Terkait dengan Dana Desa, kata dia, alokasinya masih bersifat sementara, karena masih menunggu aturan dari Kementerian Keuangan.
Pendapatan dari dana transfer tersebut menjadi tulang punggung pembiayaan penyelenggaraan pemerintahan desa, pembangunan, pembinaan kemasyarakatan, serta pemberdayaan masyarakat desa sepanjang tahun 2026.

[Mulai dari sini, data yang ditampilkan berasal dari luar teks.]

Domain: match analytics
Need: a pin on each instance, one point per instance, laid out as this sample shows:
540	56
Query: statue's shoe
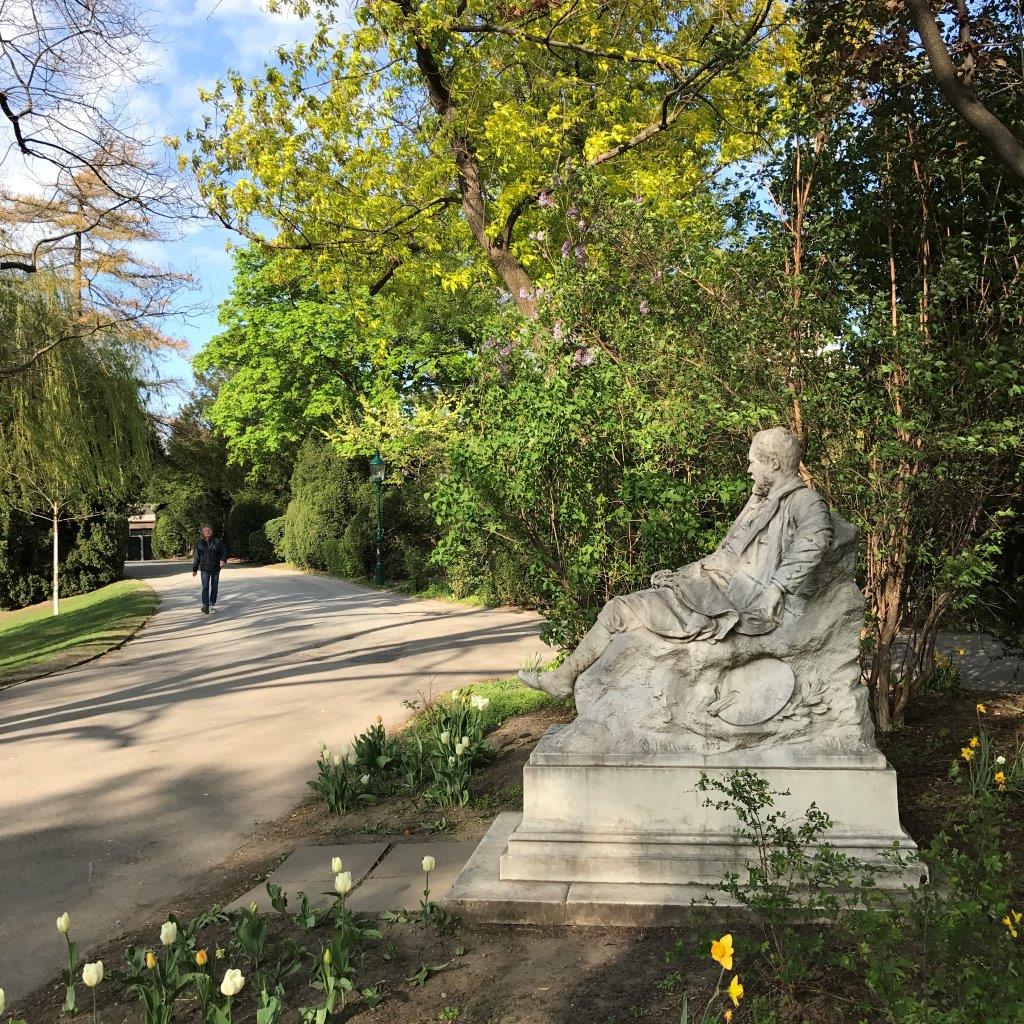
550	682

"Pemerintah desa diharapkan dapat mengelola dana tersebut secara transparan, akuntabel, dan tepat sasaran sesuai dengan ketentuan peraturan perundang-undangan," ujarnya.
Dengan besarnya dana transfer yang diterima, pemerintah desa juga didorong untuk memprioritaskan program-program yang berdampak langsung pada peningkatan kesejahteraan masyarakat serta mendukung percepatan pembangunan desa berkelanjutan.